OK lets move onto the where to measure the data. The answer is every where and any where it is produced. But specifically, lets look at unit and module tests. Unit tests are generally run very regularly, many times a day (especially for XP developments). One may use unit tests as profiling and run the occasional test looking for which unit tests take the longest. But there is more information to be gleaned from them... if you care to log it .. imagine a database being populated in the following manner
- Test suite resources utilisation: Contiguously (well every 5 minutes) on the test suite, the CPU, memory, network, disk utilisation of all the systems was also logged and the results automatically loaded into a database
- Test results: If when every unit tests were run, the result was automatically uploaded to a database with, date, time, package, build no, time taken to run each test and number of times or loops in the test
- Test suite configuration: On a weekly basis the test suite uploaded it's configuration, CPU type & speed, total memory, OS and version, patches, java/c/c++/c# version, number of disks and so on
- Firstly we can track how each test is performing over time, from it's first run 'till now
- Secondly we can spot any step changes (either up or down) in the way a single test is performing
- Lastly, we could pick some specific tests and use these are our KPI, a standard unit of performance, that future versions of the code can be compared to. This could be simple or a string of system states
- Correlate software measurements such as throughput, latency with resource utilisation, CPU, disk IO etc.
- look at resource utilisation over time.
So how would all this work on a day-to-day basis.
Bedding in: After an initial period of development of the infrastructure and tools, data would be collected. At first it will seem complicated, and far too much detail.
gaining acceptance: Then after a while, the general data patterns will be recognisable, and some general rules of thumb may develop (e.g. each unit test adds about 1-2ms to total test time, each unit test generates 20 IO, 15 read, 5 write and so on).
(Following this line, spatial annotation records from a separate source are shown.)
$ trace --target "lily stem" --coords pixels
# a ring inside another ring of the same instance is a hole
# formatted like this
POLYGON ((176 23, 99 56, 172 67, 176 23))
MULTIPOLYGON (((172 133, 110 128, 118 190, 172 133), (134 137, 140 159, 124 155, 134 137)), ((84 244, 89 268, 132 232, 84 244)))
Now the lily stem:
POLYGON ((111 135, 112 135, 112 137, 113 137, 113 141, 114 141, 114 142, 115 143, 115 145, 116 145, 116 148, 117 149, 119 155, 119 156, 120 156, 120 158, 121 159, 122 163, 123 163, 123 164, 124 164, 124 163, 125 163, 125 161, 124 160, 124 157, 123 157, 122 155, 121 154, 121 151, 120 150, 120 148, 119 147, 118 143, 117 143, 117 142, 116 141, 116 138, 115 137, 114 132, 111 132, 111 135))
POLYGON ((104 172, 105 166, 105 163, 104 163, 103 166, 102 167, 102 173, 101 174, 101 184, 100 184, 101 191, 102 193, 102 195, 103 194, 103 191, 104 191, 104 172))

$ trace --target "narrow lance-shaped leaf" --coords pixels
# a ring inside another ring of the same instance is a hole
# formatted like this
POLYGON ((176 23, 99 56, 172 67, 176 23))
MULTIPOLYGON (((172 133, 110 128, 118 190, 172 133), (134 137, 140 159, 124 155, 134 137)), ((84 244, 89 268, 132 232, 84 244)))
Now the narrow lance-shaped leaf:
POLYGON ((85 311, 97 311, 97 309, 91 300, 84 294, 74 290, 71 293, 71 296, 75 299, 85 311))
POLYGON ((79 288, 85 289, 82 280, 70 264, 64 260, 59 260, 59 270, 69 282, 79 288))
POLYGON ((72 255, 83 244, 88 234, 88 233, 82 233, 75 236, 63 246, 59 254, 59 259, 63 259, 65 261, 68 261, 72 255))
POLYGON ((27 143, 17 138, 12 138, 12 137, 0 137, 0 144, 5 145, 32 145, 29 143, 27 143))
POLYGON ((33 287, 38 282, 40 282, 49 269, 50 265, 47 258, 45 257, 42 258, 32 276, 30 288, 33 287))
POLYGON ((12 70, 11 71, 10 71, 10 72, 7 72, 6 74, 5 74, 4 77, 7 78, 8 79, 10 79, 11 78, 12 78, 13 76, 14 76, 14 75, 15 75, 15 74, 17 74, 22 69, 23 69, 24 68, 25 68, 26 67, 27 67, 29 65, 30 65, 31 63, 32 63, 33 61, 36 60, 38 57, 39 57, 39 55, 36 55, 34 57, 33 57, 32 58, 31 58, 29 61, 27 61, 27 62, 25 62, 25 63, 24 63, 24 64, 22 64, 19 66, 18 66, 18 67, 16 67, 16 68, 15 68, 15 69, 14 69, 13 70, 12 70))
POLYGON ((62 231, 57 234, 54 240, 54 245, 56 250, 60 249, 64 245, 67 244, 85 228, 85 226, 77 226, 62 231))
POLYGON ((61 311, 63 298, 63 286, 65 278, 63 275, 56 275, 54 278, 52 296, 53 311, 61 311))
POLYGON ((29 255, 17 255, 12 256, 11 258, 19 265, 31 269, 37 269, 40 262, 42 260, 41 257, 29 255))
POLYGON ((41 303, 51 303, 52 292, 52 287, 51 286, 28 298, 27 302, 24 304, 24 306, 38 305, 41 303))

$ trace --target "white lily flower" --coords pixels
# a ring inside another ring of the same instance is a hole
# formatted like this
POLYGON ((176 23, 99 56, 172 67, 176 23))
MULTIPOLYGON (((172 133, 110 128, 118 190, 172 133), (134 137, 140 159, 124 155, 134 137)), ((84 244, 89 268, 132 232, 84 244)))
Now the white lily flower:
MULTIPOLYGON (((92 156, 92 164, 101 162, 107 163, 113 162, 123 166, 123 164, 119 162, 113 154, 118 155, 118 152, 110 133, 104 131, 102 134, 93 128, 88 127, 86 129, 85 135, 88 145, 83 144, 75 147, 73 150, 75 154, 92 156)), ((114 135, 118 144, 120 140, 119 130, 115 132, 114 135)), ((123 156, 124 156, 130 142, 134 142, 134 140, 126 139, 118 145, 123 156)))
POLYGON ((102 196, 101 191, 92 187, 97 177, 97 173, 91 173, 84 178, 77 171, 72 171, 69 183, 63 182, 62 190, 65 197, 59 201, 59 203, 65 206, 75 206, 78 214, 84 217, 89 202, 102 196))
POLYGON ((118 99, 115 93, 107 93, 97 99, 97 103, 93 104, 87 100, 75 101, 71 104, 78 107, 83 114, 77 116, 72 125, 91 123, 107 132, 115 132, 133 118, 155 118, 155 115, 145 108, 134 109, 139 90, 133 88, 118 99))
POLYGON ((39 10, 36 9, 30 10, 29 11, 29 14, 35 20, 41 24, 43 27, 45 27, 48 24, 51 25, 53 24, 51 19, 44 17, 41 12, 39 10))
acceptance: Then deeper patterns will start to emerge. What will also become apparent is when things start to differ. If a new unit test (note new, not existing) takes more than 5ms, look carefully. Or what about a unit test that used to take 1ms to run is now consistently taking 3 ms to run. Once these features are being spotted, the performance of the system is far more quantitative, and far less subjective.
predictive: When the results are being used as engineering data. Performance of module x (as determined by one or more unit test results) is degrading. It will become a bottleneck. redesign activity required. Or even, a better disk subsystem would improve the performance of the tests by 2/3 and mean the unit tests run 1 minute faster.
historical: imagine being able to give quantitative answers to questions like "Architecture have decided to re-arrange the system layout like so (insert diagram here), what will be the effect of this layout compared to the current?". Unusually it would require re-coding the system under the various architectures and performing tests, but all that is now required is to understand the average effects of each of the components, and a good engineering estimate can be arrived at. Taking this a step further imagine "The system's performance indicates that the following architecture would be best like so (insert diagram here), and we/I believe that it would allow 20% more throughput".
Taking stock... Once upon a time tests were done infrequently, but it was realised that testing is the only sure fire way of ensuring features remain stable and bug free. The reduction of the time from bug introduction to bug detection is crucial. Why stop at bugs? Why not use the same approach to performance? When is it easiest to change the software architecture? at the beginning, when is it hardest, at the end? Why change software architecture, there are many reasons, but performance is one.
Lastly the quantification of the software performance is a key feature, because this is the only way to truly make engineering decisions. Developing software is full of contradictions and pro's and cons, it is only be quantifying them that you can confidently take the decisions .